I don't understand this comment. Why isn't it about whether these actions were necessary? Chickie was locked out of her home and separated from her children. Her husband had just thrown water at her, tried to throw a computer at her and physically hit her in the head? I would have been more worried about the safety of my children during that moment then the embarrassment husband would face. If he ended up hurting the kids, and she didn't call the police she would have to live with that.

This does not seem to be a tit for tat incident.

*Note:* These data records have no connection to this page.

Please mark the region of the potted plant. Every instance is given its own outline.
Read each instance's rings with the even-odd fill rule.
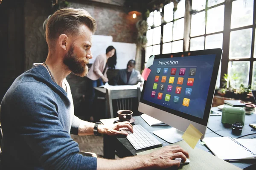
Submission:
[[[225,74],[223,80],[225,81],[224,88],[217,88],[215,95],[223,98],[241,100],[243,101],[253,102],[250,85],[245,86],[239,81],[239,77],[236,74],[231,76]],[[233,83],[230,83],[232,82]]]

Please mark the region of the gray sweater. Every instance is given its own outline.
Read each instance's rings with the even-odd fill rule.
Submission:
[[[74,115],[72,96],[55,83],[42,65],[14,81],[1,104],[1,163],[4,169],[96,170],[97,159],[79,154],[81,120]]]

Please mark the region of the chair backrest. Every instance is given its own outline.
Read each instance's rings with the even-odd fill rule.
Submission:
[[[1,105],[0,105],[0,110],[1,110]],[[2,127],[1,126],[1,123],[0,122],[0,158],[1,158],[1,153],[2,153],[2,150],[1,150],[1,144],[2,144],[2,138],[3,137],[3,131],[2,131]]]
[[[138,106],[141,95],[140,88],[137,89],[107,89],[108,118],[117,116],[117,111],[126,109],[132,110],[134,115],[138,113]]]

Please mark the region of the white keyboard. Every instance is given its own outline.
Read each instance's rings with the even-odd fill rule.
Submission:
[[[127,131],[128,133],[126,138],[136,150],[163,144],[151,134],[140,125],[133,126],[134,133]]]

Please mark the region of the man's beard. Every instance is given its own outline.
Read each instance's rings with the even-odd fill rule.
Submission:
[[[84,77],[88,74],[87,62],[84,60],[79,60],[79,57],[74,52],[74,48],[72,46],[67,53],[64,56],[63,63],[75,75]]]

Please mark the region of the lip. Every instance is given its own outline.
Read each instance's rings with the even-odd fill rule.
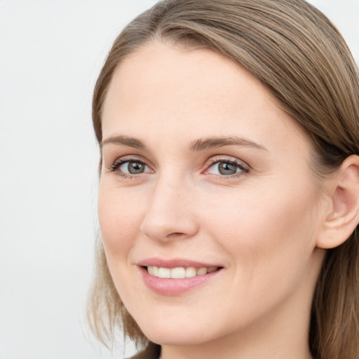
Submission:
[[[140,271],[142,274],[144,284],[152,291],[161,295],[180,296],[190,290],[194,290],[198,287],[208,283],[222,272],[223,266],[199,262],[188,259],[161,259],[159,258],[149,258],[137,263]],[[212,273],[208,273],[203,276],[196,276],[192,278],[181,279],[162,278],[151,276],[147,272],[146,266],[156,266],[164,268],[176,268],[180,266],[194,266],[200,268],[203,266],[217,266],[219,269]]]
[[[210,268],[211,266],[217,266],[223,268],[222,264],[216,263],[205,263],[202,262],[196,262],[191,259],[163,259],[161,258],[147,258],[140,261],[137,263],[137,266],[161,266],[163,268],[177,268],[179,266],[194,266],[195,268],[201,268],[201,266],[206,266]]]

My husband walked out and would not give me child support because he felt like my parents were supporting us. I asked him on 2 occasions and both times he refused and then would make comments about how because I was asking him, reconciliation would not be an option and that he would take more time with son (in which case I would tell him, I would like for you to see son more). I even went to his mom, and while she offered to help pay for things she did not want to get involved and even mentioned court. It took me 5 months to take him to court and that was after I found out he was taking 9 day vacations somewhere traveling via plane while my parents were helping me so I could afford to take son to pool. My husband also was living rent and expense free with his mom and earns 3 figures, not accounting for moonlighting. My parents were paying for everything I could not.

Chippie If you would like, I could give you my old posting name and you can read about the agony I went through debating when and how to ask him for this support. I was a wreck for months because I was afraid it would affect his willingness to reconcile with me. This was also not done as a tit for tat. It was done because I was not being fair to my parents, myself, or my child by allowing this to continue.

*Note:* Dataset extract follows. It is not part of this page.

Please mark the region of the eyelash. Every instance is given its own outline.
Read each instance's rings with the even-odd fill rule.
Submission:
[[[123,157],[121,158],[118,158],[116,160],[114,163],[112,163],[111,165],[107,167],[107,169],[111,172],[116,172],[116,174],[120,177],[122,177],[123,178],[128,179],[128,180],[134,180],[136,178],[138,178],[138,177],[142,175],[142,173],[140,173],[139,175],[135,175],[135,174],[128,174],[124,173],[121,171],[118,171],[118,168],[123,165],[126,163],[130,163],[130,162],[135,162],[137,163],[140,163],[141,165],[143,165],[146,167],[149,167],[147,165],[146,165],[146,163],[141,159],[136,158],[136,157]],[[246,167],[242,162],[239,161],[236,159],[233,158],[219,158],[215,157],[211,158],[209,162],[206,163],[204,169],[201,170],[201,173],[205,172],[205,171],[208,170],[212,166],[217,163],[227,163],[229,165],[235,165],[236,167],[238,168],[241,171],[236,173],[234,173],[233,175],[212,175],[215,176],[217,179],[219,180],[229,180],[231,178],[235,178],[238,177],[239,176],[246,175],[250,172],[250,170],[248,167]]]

It's 2016. What are some of the worst things people can say about a man? He's abusive, I'm not safe around him, he's a deadbeat dad...those words paint the picture of a guy straight out of the 50's wearing a wife beater, drinking too much beer, insulting his wife and bullying her around, and ignoring the kids. These days that's considered not just a deal breaker, but a deal breaker that leaves the woman talking to her friends about what a jerk her guy was, and setting him up to be the villain in her personal narrative, where the next guy that jumps in gets to be the white knight, the good guy who isn't like that. So when he sees you talking about him like you think he's abusive or a deadbeat, that is going to provoke a reaction.

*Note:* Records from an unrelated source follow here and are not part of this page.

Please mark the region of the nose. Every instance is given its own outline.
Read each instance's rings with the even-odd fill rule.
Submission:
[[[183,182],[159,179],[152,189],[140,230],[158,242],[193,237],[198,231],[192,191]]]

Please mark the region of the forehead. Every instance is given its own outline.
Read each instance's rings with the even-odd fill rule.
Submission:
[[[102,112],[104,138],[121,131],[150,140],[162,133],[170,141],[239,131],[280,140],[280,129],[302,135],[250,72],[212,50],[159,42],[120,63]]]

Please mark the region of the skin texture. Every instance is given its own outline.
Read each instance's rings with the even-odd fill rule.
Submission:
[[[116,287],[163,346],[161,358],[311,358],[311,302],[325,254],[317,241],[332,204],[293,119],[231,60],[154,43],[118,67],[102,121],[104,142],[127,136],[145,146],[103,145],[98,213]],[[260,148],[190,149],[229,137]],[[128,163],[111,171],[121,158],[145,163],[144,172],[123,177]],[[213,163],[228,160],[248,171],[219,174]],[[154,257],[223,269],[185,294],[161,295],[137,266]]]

XW did this to me. She called me abusive, said she was walking on eggshells, that she couldn't be herself when I was around. She couldn't feel safe. And much more. I was nothing like the guy in the description above. I certainly never laid hands on her, I've never been abused or abusive. But I know. "Not all abuse is physical". These days any time a woman is in emotional pain the husband is thought to be abusive. I don't know, I spent three years in a soul torturing painful sexless marriage, that's not abuse, in fact it always comes back to "she had a reason, probably because YOU were a bad husband..."

. Yes I agree. Calling the abuse card to justify walking away from a marriage and family is disgusting. My husband did that. He told me, his friends, and coworkers that I was verbally abusive. He misquoted things I said and discussed horrible gifts I gave him as proof of abuse. He also told me and mc he felt like he was walking on egg shells and I was given title by MC as being hyper sensitive. There are a lot of articles out there written for men that describe it as abusive when women nag or complain about things getting done. And you know what? For the longest time I really believed I was horribly abusive. I still question myself. I often felt frusturated and I am certain there were better ways I could have communicated. I am constantly asking myself " am I villifying? Am I being unfair?"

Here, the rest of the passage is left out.